I think the point that many of you are missing is that where adverts are the issue that Goolge has the technology to help stop the adverts being served but instead of providing that information so that the adverts can be stoped they tell you the page that they were being served from.
Now anyone who has a site that serves adverts will know this is less that useful. The minimum you need is (1) "where was the advert called from - the country - to deal with geo-targeting of advertsing systems" (2) the time it was called (3) the name of the malware being directed towards (4) the advertsing server / network the file is being loaded off and (5) if possible the name of the advert file that is the problem - at the moment usually a flash swf file.
In fact the final bit of information will often be enough.
I'm pretty certain that when they set their test suite on a site that it records this information and if that is the case they could stop the advert being delivered which is surely their goal.
Hopefully Google's Policy team will realise that they can help the situation more by providing enough information to allow the advert to be stopped than the current policy which is to hide their head in the sand and blame the site that was unfortunate enough to have the advert served on there site.
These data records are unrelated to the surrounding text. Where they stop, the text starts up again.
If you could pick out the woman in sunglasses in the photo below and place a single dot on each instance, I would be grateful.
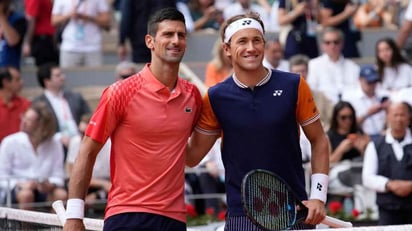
(348, 143)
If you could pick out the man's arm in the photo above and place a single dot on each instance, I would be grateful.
(199, 145)
(11, 35)
(404, 32)
(320, 148)
(80, 180)
(320, 169)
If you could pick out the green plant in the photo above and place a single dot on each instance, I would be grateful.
(209, 216)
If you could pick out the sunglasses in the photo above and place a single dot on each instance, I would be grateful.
(336, 42)
(345, 117)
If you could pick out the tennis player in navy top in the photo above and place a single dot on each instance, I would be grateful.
(258, 111)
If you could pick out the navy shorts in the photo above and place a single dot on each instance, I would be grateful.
(142, 222)
(38, 196)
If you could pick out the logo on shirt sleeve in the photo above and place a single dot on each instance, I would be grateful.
(188, 109)
(277, 92)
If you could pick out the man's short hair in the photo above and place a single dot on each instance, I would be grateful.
(44, 72)
(168, 13)
(4, 74)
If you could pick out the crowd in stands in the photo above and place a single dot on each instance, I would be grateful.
(316, 38)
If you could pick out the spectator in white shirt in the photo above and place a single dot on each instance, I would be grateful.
(32, 159)
(369, 104)
(394, 70)
(274, 56)
(100, 183)
(386, 167)
(331, 73)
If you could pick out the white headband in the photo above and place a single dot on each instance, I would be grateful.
(240, 24)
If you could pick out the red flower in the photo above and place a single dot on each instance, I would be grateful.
(221, 216)
(335, 207)
(355, 213)
(210, 211)
(191, 211)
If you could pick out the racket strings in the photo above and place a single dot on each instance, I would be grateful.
(269, 203)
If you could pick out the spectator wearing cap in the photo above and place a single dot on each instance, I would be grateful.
(369, 104)
(331, 72)
(125, 69)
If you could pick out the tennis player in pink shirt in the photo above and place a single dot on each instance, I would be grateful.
(149, 118)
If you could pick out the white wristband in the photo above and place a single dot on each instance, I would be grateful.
(75, 209)
(319, 188)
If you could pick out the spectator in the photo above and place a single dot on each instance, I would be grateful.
(13, 27)
(205, 15)
(67, 107)
(40, 32)
(339, 14)
(133, 26)
(125, 69)
(219, 68)
(12, 106)
(300, 64)
(32, 159)
(403, 94)
(405, 31)
(375, 14)
(348, 143)
(370, 105)
(331, 72)
(182, 6)
(302, 16)
(386, 169)
(213, 180)
(83, 22)
(393, 69)
(100, 183)
(274, 56)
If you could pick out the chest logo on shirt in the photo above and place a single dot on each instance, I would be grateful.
(188, 109)
(277, 92)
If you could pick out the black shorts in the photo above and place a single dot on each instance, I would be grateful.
(142, 221)
(38, 196)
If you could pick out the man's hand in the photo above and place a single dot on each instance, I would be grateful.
(122, 52)
(401, 188)
(74, 225)
(316, 212)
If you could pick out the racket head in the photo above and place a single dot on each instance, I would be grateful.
(269, 202)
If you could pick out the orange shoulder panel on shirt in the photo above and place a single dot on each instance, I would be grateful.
(306, 109)
(207, 120)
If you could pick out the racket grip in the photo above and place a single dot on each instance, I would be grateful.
(58, 207)
(336, 223)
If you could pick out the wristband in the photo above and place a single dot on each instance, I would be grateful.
(372, 14)
(319, 188)
(75, 209)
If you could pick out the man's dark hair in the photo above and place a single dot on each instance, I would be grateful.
(159, 16)
(44, 72)
(4, 74)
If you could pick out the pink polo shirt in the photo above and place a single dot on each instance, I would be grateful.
(149, 127)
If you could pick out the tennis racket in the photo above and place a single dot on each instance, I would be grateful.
(272, 205)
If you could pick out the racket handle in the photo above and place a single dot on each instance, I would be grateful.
(58, 207)
(336, 223)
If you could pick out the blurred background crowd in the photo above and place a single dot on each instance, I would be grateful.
(41, 40)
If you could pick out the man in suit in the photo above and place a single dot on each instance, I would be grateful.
(68, 107)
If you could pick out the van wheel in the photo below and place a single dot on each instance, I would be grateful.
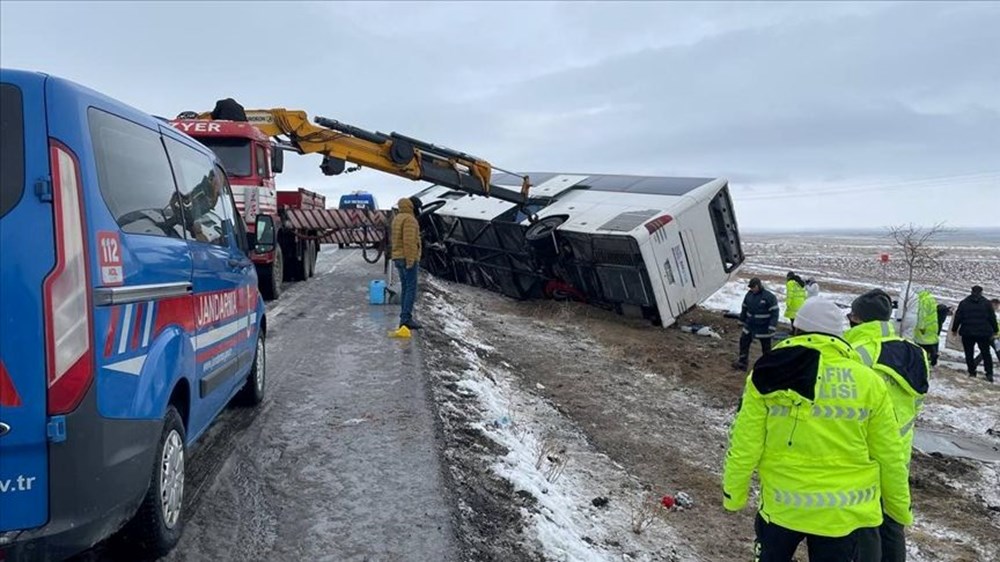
(159, 522)
(270, 277)
(252, 392)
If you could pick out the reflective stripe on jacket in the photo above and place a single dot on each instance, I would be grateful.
(926, 332)
(819, 428)
(903, 366)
For those who say the sites should be more careful I would say that the example we say was subtle in the way it worked it didn't attack always and didn't appear to be harmful at all. Even more sophisticated all the celver code was held on a remote server which was interrogated in some hidden code to see if it should deply the badware. This is non trivial (if you don't know what you are looking for) and hard if you do.
It has taught us to be much more circumspect but also highlighted the fact that there is an organisation out there that could really help fight this problem but they choose to sit on their hands while waving them shouting "its there" when in fact it is somewhere else.
The additional problem is that as people see more of these "warnings" against sites they use regularly they will loose their effectiveness. A warning that really means something is worthwhile otherwise users will think that Google is "crying woolf" and start ignorning then and problem is that they also use this same warning for sites that have been compromised by hackers and which are dangereous to all visitors rather than being dangerous to 1 in 250,000.